Continua da Archita, Platone, Eudosso e la duplicazione del cubo - seconda parte
«Adesso entrano in gioco questi altri solidi», continuò il giovane indicando le tre figure rimanenti. «Dovremmo immaginare che questo cono circolare», proseguì prendendo la corrispondente figura di legno colorata d’azzurro, «sia quello avente vertice nel punto di intersezione tra la circonferenza rossa e quella gialla e passante per il cerchio azzurro».
«Uhm», annuì Platone.
«Poi, si costruisce il cilindro che passi per il cerchio rosso», disse mostrando il cilindro rosso.
«Poi, si costruisce il cilindro che passi per il cerchio rosso», disse mostrando il cilindro rosso.
«E, infine, il cerchio giallo viene fatto ruotare in modo da formare questo toro», disse mostrando il toro giallo.
«E ora dovremmo immaginare la presenza contemporanea di questi tre solidi costruiti a partire da quei tre cerchi. I tre solidi si intersecherebbero in quattro punti»2. Platone annuì dopo aver riflettuto qualche istante.
«E così il procedimento è finito. Perché prendiamo uno di questi punti d’intersezione, lo proiettiamo sul piano del cerchio rosso, e poi proiettiamo quel nuovo punto sull’asse del cono azzurro.
Ed ecco che il segmento compreso tra il vertice di quel cono e quel secondo nuovo punto sarà proprio il lato del cubo di volume doppio rispetto al cubo iniziale».
«E la dimostrazione?», chiese Platone.
«La dimostrazione… è un po’ complicata», disse Eudosso dopo un istante di esitazione. «Il maestro ha voluto che ogni allievo la scrivesse. È tutta qui», disse mostrando le tavolette che aveva portato con sé.
Platone ne prese in mano un paio. Erano sette in tutto. Contenevano fitte descrizioni testuali che, a partire dal lato del cubo da raddoppiare, definivano esattamente tutti i passaggi per costruire i tre cerchi, i tre solidi e l’intersezione tra di loro. Nelle altre tavolette seguiva la dimostrazione di come quel punto di intersezione permetteva di costruire il lato del cubo con volume doppio rispetto al cubo costruito sul segmento iniziale.
Eudosso aveva ragione. Quella dimostrazione era tra le più complesse che avesse mai visto.
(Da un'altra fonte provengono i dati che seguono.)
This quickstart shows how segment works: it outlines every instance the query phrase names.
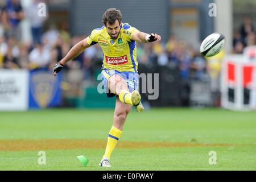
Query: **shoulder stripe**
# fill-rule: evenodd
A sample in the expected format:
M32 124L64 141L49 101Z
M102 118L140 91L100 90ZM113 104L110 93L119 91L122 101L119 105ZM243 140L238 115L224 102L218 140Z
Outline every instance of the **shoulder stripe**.
M130 28L131 27L131 26L127 24L123 24L123 29L127 30L127 29Z
M94 30L102 30L103 28L104 28L104 27L105 27L105 26L103 26L100 28L95 28Z

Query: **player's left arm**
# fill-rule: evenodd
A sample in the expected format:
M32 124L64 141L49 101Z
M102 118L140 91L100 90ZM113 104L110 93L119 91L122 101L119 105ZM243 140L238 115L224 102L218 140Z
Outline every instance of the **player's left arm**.
M151 35L138 31L131 35L131 39L139 42L147 43L155 41L160 41L161 36L157 34Z

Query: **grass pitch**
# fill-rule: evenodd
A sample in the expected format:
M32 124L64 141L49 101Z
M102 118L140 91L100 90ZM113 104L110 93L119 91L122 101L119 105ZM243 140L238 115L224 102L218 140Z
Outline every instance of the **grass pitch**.
M256 170L255 112L133 110L112 167L102 168L113 115L112 109L0 112L0 170ZM40 151L46 165L38 163ZM216 164L209 163L211 151Z

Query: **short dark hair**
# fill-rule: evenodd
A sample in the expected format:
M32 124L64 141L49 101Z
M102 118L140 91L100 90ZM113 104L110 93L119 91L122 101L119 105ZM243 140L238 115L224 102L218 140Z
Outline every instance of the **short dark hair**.
M102 16L102 23L106 27L107 22L110 24L115 23L116 20L118 20L119 24L122 22L122 14L119 10L116 8L110 8L108 9Z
«È stupefacente!», sussurrò infine Platone. «L’occhio della ragione di Archita è tra i più acuti che io abbia mai conosciuto. Pochi come lui riescono a ricostruire così bene gli oggetti a partire dalle loro ombre». Il giovane lo guardava perplesso.
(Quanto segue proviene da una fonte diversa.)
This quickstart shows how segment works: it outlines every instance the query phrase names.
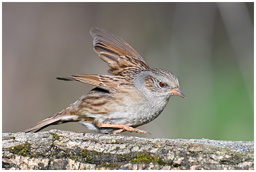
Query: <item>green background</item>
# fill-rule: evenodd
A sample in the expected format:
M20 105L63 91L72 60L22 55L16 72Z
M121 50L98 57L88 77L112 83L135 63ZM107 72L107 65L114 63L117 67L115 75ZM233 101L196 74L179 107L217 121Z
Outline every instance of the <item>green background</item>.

«Non capisco bene il discorso delle ombre e degli oggetti», disse infine.
«Credi che questo sia un cubo?», chiese Platone indicando la figura di legno che avevano usato poco prima.
«Beh… dire di sì».
«Se fosse un cubo quei dodici spigoli dovrebbero avere tutti esattamente la stessa lunghezza. E tutti quegli angoli dovrebbero essere perfettamente retti», osservò Platone. «Credi che le cose stiano così?» Eudosso lo guardava con le ciglia aggrottate. «Il falegname che lo ha costruito ha usato i suoi strumenti per renderlo il più possibile simile a un cubo», riprese Platone. «Ma se avesse avuto a disposizione strumenti più precisi, non si sarebbe accorto che quei dodici spigoli non hanno tutti esattamente la stessa lunghezza? Non si sarebbe accorto che quegli angoli non sono tutti esattamente retti?». Eudosso annuì dopo qualche istante di riflessione. «Quel pezzo di legno», continuò Platone, «è solo la proiezione dell’ombra del quadrato ideale. È il nostro tentativo di rappresentare qualcosa che non potremo mai produrre materialmente ma che potremo solo contemplare nel mondo delle idee investigandolo attraverso la ragione». Eudosso annuì più convinto. «Tornando, invece, all’aspetto più pratico, relativo al calcolo e alla dimostrazione», proseguì Platone, «una differenza che noto è che nel caso della duplicazione del quadrato si usa solo la figura di partenza più alcuni segmenti tracciati a partire da quella figura. Sono tutte operazioni geometriche che potrebbero essere eseguite usando solo gli strumenti della riga e del compasso. Mentre nel caso del cubo bisogna ricorrere alla costruzione di altre figure piane, di altre figure solide, di intersezioni e proiezioni. Certo, funziona, ma…».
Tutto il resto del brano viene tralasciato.